BAB I
PENDAHULUAN
Al- Farabi adalah seorang ahli filsafat yang memiliki kecerdasan yang tinggi. Dan Al- Farabi selalu berpindah-pindah dari satu tempat selalu berpindah-pindah dari satu tempat ke tempat lain untuk mendapatkan ilmu yamg dia miliki yang diantaranya ia menguasai banyak bahasa dunia, filsafat, statistic dan banyak lagi ilmu-ilmu yang didapatnya.
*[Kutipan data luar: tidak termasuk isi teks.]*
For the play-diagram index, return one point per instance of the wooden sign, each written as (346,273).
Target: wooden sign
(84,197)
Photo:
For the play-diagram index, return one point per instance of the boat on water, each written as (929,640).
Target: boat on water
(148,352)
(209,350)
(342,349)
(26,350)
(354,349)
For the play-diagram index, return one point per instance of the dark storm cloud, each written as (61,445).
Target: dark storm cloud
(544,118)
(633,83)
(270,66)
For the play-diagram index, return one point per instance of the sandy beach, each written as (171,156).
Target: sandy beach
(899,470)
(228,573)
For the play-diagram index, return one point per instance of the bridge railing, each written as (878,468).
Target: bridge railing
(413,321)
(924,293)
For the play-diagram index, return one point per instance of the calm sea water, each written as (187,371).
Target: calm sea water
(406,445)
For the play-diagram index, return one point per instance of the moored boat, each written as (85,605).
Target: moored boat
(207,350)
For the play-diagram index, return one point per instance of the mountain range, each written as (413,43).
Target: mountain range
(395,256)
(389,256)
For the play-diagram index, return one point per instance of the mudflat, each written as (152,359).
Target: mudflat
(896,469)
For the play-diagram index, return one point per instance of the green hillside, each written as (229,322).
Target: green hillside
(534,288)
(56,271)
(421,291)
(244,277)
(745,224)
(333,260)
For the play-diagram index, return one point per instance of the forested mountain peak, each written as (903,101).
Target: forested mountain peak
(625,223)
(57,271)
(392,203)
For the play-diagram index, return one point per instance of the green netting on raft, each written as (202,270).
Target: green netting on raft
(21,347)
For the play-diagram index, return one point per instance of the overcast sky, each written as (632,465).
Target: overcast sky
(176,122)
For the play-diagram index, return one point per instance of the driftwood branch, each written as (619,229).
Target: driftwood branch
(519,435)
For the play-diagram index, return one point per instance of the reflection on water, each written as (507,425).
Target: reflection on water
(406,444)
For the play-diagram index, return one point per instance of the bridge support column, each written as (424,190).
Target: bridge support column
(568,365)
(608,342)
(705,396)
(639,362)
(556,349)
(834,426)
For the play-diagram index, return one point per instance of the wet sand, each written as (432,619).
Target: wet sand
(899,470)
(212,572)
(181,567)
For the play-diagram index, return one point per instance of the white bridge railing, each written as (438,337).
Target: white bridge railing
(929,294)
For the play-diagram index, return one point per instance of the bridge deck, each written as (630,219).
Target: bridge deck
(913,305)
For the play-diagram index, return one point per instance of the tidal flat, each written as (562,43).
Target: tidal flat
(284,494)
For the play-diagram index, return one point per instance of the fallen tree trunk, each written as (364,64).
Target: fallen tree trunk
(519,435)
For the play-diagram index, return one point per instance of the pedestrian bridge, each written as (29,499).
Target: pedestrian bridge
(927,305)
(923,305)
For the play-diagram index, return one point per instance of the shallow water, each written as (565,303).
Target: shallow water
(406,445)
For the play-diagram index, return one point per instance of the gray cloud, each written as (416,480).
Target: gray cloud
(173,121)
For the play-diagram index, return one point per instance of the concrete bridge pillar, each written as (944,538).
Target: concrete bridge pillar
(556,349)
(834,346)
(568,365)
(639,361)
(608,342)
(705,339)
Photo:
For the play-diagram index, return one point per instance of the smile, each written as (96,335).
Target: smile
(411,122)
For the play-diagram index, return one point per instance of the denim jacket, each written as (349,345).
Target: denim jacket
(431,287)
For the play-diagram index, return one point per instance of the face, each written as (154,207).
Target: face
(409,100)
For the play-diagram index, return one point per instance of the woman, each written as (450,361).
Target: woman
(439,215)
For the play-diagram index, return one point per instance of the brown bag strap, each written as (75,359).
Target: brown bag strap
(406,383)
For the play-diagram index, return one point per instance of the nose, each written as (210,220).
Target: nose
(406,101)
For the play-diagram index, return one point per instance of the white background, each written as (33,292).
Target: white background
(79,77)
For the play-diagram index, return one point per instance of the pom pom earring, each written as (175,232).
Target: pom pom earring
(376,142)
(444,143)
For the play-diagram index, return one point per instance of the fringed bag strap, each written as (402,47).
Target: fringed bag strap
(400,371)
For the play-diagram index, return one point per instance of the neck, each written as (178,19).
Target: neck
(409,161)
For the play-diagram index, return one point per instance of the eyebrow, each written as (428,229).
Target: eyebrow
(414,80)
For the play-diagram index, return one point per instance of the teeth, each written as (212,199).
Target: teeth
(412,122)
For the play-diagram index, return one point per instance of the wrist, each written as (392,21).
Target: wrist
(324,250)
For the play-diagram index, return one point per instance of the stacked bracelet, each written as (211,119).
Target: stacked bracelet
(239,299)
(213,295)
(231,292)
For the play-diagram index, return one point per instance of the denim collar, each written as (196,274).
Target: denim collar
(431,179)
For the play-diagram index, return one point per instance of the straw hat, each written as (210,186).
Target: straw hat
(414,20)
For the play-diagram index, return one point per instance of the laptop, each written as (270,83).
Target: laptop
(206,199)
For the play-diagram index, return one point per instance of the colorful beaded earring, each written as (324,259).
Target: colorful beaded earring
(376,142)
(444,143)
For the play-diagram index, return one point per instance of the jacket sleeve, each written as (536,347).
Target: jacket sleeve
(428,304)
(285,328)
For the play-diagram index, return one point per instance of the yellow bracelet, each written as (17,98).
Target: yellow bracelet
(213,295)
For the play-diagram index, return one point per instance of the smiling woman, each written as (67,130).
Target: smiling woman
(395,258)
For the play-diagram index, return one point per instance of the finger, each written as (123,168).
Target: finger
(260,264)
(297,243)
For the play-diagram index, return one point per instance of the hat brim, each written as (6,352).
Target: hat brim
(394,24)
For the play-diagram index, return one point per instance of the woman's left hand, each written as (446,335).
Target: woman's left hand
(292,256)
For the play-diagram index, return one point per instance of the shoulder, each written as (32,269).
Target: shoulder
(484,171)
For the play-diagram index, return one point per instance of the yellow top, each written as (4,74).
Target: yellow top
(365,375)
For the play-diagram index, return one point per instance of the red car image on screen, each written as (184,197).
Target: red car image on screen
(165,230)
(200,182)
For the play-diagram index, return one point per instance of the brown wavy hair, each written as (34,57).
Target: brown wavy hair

Dalam makalah ini akan dipaparkan tentang Biografi Al-Farabi, karya-karya yang dihasilkan, guru-guru dan murid-murid Al-Farabi, keadaan sosial politik pada luasnya dan tentunya tentang pemikiran Al-Farabi.
BAB II
PEMBAHASAN
1. BIOGRAFI AL-FARABI
Nama lengkap Al-Farabi adalah Abu Nashr Ibnu Audagh ibn Thorhan Al-Farabi. Sebenarnya nama Al-Farabi diambil dari nama kota Farabi, tempat ia dilahirkan didesa Wasit dalam kota Farabi pada tahun 257 H ( 870 M ). Untuk memulai karirnya dalam pengetahuan, ia hijrah dari negerinya ke kota Baqdad, pusat ilmu pengetahuan pada waktu itu, disana ia belajar pada Abu Bishr Matta Ibn Yunus ( penterjemah ) dan tinggal di Baqdad selama 20 tahun. Kemudian ia dipindah ke Aleppo dan tinggal diistana Saif Al-Daulah memusatkan perhatian pada ilmu pengetahuan dan filsafat. Istana Saif Al-Daulah adalah tempat pertemuan ahli-ahli pengetahuan dan filsafat di waktu itu. Dalam umur 80 tahun Al-Farabi wafat di Aleppo pada tahun 950 M
Al-Farabi selalu berpindah tempat tinggal dari waktu ke waktu. Dimasa kecilnya ia dikenal rajin belajar dan memiliki otak yang cerdas, belajar agama, bahasa Arab, bahasa Turki, dan bahasa Persi di kota kelahirannya, Farab. Setelah besar, Al-Farabi pindah ke Baghdad dan tunggal di sana sekitar 20 tahun lamanya. Di sini ia memperdalam filsafat, logika matematika, etika, ilmu politik dan lain sebagainya. Dari Baghdad Al-Farabi pindah ke Harran (Iran). Di sana ia belajar filsafat Yunani kepada beberapa orang ahli, di antaranya Yuhana dan Hailan. Tak lama kemudian meninggalkan Harran dan kembali ke Baghdad.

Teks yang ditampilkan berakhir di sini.